Parliamo di prodotti che, al di là dell’affetto e della passione (e spesso anche dei soldi) che noi fan ci riversiamo, non appartengono a noi. L’essermi dissanguato acquistando le repliche fedeli delle armi di tutti gli Avengers, non mi rende proprietario dei Marvel Studios, né basta a conferirmi un posto al tavolo del consiglio d’amministrazione, o mi dà voce in capitolo sulla sceneggiatura.

A quest’ultimo punto, ahimè, non mancano le eccezioni, ma ogni volta che una major prova a dare ascolto ai fan nella gestione narrativa o commerciale di un suo prodotto, il risultato è immancabilmente catastrofico.

Il nostro diritto reale, l’unico del quale dovremmo imparare a riappropriarci, è quello di goderci le cose che ci vengono proposte.

Se ci piacciono.

Se non ci piacciono, ovviamente no.

Godercele.
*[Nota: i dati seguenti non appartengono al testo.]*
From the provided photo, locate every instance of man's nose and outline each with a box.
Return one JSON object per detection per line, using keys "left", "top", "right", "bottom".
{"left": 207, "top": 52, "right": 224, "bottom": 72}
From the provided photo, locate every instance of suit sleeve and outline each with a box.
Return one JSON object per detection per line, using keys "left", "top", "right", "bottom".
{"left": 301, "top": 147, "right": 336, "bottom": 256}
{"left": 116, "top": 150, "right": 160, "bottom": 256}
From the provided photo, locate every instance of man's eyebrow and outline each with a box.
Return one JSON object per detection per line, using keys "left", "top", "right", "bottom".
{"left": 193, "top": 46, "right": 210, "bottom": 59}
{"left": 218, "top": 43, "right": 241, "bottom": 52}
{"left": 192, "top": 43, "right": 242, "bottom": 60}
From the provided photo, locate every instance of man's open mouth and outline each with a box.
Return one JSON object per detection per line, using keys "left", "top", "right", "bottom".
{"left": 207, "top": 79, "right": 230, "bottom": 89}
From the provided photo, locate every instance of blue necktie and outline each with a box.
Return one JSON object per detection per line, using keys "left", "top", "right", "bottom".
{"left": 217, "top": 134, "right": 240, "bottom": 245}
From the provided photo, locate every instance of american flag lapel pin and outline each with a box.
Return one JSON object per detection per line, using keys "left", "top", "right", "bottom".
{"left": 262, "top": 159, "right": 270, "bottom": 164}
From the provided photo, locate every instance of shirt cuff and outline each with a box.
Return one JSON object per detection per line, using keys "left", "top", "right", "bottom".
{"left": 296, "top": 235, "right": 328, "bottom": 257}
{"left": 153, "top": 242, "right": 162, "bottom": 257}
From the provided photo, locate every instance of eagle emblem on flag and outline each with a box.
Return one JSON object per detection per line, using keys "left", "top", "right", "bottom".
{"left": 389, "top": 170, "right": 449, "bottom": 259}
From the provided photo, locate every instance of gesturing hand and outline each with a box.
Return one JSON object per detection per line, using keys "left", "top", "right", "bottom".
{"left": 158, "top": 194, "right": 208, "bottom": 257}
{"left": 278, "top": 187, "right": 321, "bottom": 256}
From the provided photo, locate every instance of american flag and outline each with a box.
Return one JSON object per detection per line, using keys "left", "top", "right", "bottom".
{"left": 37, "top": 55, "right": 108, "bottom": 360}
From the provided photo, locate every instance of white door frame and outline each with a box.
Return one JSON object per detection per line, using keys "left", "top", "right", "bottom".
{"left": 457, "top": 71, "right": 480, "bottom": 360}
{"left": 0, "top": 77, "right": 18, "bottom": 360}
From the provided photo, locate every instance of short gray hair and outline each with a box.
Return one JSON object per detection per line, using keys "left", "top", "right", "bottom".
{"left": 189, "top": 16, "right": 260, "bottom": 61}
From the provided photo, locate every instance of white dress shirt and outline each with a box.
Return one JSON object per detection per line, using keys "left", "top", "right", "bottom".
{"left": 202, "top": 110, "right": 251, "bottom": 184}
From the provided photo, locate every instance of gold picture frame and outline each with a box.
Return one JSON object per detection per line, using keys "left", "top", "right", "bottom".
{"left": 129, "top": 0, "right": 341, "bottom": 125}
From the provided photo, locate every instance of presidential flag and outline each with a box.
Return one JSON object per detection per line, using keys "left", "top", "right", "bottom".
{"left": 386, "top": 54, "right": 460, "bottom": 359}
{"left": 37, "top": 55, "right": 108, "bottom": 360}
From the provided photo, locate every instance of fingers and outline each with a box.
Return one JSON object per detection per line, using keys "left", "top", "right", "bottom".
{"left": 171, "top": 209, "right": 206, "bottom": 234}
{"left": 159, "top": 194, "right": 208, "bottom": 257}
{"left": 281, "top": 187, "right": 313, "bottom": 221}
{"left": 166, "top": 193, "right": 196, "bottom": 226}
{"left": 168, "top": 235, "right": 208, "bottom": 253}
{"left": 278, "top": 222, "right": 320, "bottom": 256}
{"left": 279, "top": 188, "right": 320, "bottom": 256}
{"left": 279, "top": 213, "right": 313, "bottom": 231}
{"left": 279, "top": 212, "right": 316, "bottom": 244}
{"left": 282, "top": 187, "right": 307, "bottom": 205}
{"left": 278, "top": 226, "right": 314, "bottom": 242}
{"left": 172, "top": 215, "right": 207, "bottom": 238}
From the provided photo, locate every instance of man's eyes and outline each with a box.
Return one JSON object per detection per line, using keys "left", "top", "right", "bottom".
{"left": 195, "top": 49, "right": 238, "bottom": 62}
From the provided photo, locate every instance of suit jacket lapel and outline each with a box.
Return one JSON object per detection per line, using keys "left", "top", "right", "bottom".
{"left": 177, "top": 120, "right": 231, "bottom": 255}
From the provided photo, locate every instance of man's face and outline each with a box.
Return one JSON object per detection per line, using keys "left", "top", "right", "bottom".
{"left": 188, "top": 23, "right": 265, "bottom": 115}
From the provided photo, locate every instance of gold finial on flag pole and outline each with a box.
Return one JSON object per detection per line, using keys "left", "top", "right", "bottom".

E goderci anche l’attesa come facevamo da piccoli, quando aspettavamo che zia Peppina ci comprasse la cioccolata promessa.

O quando, da un po’ meno piccoli, aspettavamo spasmodicamente che uscisse la nuova puntata di “Lost”. Ve lo ricordate?

Perché ‘sto cavolo di bingewatching ci ha resi soltanto dei viziati fagocitatori di storie, ha alimentato il nostro bisogno di “tutto e subito” che tanto piace alla società consumistica che ci siamo costruiti attorno.
E se l’attesa del piacere fosse essa stessa il piacere?”, recitava suadente uno spot pubblicitario rubacchiando le parole aGotthold Ephraim Lessing.

Oggi probabilmente al drammaturgo tedesco risponderebbe un blogger imbufalito con la bocca sporca di cioccolato, urlandogli «NO!» e ingozzandosi di un altro mezzo chilo di praline senza neanche sentirne il sapore.

Ma noi veramente vogliamo essere quel blogger imbufalito?